What IS Allowed: The Patentable Path for Software and AI

The new 2025 CRI Guidelines, the result of a multi-stage consultation process, have created a more structured and predictable framework for patenting AI and software. An invention is likely to be patentable if it demonstrates a technical contribution in one of the following ways:

  • Improved Hardware Functionality: The software or AI model enhances the efficiency, speed, or performance of the hardware it runs on. For example, an algorithm that reduces a computer's memory usage or a program that optimizes data processing for a specific hardware component would be considered patentable.

  • A Technical Solution to a Technical Problem: The invention uses software to solve a genuine technical problem. The 2025 Guidelines provide specific examples for AI/ML inventions, such as:

    • An AI model for improving network security by detecting and mitigating cyber threats.

    • A machine learning algorithm for optimizing data compression techniques, leading to more efficient data storage and transmission.

    • An AI system for enhancing the robustness of a network against packet loss.

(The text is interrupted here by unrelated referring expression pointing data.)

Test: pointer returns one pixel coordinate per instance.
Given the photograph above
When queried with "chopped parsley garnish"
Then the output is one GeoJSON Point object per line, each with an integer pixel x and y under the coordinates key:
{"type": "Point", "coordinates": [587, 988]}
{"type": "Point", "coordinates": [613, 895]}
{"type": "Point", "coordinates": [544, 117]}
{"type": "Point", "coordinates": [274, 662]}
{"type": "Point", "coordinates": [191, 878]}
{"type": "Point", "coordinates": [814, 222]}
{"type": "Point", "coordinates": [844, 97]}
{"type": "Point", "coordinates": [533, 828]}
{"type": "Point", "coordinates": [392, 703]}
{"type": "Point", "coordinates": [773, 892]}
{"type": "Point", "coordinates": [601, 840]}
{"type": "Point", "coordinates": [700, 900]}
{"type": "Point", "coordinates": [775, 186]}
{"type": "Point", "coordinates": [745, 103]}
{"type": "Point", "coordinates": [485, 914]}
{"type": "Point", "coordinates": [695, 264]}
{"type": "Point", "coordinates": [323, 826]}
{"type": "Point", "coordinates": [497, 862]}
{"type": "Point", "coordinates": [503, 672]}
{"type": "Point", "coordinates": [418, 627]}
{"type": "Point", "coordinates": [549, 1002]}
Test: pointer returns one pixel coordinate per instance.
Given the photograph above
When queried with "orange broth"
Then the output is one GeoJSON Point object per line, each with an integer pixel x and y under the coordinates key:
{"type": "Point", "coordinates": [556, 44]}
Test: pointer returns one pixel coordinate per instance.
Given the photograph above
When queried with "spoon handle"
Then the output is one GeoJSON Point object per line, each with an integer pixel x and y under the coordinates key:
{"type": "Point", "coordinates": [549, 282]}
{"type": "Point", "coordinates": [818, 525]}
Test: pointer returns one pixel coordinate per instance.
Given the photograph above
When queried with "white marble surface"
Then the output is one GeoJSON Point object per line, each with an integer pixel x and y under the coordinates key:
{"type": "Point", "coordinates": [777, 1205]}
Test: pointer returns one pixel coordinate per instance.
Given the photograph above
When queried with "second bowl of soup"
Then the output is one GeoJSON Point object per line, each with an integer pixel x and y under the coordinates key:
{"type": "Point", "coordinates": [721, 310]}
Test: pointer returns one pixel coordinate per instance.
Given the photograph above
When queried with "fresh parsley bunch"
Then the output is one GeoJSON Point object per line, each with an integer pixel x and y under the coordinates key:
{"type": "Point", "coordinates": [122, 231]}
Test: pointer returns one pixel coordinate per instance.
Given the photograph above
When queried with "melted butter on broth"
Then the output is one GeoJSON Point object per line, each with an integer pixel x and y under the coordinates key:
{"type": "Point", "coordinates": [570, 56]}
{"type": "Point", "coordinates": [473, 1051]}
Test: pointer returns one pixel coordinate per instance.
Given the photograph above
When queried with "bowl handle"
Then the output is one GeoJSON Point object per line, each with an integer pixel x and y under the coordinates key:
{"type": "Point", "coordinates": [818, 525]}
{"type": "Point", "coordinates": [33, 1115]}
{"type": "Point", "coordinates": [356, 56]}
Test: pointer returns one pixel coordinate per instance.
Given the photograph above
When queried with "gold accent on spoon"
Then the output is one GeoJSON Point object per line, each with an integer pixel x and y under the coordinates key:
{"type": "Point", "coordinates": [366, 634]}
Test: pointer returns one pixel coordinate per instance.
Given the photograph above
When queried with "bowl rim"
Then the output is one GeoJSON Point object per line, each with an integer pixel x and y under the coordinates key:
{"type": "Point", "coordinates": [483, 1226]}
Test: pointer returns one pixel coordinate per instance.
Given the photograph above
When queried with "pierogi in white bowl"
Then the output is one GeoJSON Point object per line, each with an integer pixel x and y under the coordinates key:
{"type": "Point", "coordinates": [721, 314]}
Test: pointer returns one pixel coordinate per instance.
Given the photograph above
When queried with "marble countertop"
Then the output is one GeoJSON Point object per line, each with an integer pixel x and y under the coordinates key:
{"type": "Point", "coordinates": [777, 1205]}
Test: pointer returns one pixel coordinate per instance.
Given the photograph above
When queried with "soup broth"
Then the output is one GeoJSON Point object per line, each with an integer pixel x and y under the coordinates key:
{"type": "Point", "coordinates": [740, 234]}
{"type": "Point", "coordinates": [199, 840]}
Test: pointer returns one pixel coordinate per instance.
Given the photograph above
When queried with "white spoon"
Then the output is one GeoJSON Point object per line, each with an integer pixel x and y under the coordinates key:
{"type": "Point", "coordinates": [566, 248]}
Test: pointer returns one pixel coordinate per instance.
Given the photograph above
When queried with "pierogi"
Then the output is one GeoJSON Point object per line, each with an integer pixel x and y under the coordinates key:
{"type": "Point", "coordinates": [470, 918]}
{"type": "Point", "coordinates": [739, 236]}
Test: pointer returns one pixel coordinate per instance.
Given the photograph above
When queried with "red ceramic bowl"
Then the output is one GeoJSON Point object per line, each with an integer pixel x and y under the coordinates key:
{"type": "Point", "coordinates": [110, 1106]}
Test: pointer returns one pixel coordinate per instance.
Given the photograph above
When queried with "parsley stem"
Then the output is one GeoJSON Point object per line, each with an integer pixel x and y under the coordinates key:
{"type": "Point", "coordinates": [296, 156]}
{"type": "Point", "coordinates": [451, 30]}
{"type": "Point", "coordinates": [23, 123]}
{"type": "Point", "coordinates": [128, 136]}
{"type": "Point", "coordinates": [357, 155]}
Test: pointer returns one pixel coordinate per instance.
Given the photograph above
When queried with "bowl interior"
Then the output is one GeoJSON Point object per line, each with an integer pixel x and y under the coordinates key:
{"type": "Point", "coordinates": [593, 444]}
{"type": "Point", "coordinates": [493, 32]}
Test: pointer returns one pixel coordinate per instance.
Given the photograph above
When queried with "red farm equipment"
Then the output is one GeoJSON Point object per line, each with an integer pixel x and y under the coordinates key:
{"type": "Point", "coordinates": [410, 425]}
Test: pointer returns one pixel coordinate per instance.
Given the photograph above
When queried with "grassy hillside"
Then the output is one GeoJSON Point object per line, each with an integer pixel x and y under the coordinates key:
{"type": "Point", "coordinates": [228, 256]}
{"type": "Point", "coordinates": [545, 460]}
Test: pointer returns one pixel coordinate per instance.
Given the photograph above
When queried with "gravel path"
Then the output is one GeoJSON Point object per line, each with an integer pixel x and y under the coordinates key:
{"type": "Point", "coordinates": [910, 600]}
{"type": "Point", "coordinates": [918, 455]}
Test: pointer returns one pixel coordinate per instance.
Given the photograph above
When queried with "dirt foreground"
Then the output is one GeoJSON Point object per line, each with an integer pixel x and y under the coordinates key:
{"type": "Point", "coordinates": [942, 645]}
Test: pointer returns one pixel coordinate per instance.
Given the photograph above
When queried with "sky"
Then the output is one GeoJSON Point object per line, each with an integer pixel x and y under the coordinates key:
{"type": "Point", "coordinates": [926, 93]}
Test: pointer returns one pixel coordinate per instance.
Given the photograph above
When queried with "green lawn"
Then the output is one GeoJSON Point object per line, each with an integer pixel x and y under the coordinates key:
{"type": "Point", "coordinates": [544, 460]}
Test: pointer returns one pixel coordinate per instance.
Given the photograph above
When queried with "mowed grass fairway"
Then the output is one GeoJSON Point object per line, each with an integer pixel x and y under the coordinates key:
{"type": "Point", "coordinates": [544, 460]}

    • The use of AI for improving the performance of a robotic arm in a manufacturing process.

  • System and Method Claims: The 2025 Guidelines clarify that both system and method claims are permissible, provided they are supported by the patent specification. This means a patent can be granted for a system (e.g., "a system comprising a processor and a memory configured to…") or a method (e.g., "a method for..."). The claims must, however, be tied to the hardware and demonstrate a technical effect.

Critical Considerations for AI Patent Applications

The 2025 Guidelines have a dedicated section for AI, ML, and DL, with a strong emphasis on sufficiency of disclosure. To successfully patent an AI-based invention, applicants are now required to provide precise details, including:

  • The nature and handling of training data: The guidelines stress the need to describe how the AI model was trained.

  • Algorithmic procedures: Applicants must provide sufficient detail on the activation functions, learning strategies, and other technical aspects of the algorithm.

  • Environment dynamics: For inventions using reinforcement learning, the disclosure must explain the environment in which the AI agent interacts.

The message is clear: the IPO will be scrutinizing AI patent applications to ensure they are not merely abstract algorithms but provide a complete, well-disclosed technical solution.

Conclusion

The patentability of software and AI in India in 2025 is no longer a matter of simple black and white. While the statutory exclusion under Section 3(k) remains, the judicial interpretations and the new CRI Guidelines have created a more nuanced and encouraging environment for innovators. The key takeaway is to shift the focus from the software itself to the technical problem it solves and the technical effect it produces.

For startups, developers, and researchers in the AI space, the path to a patent grant in India now requires a strategic approach. The patent application must be meticulously drafted, clearly articulating how the invention provides a tangible technical advancement over the prior art. By emphasizing the integration of software with hardware, and by clearly demonstrating a real-world technical contribution, innovators can successfully secure patent protection for their cutting-edge creations in India's rapidly evolving intellectual property landscape.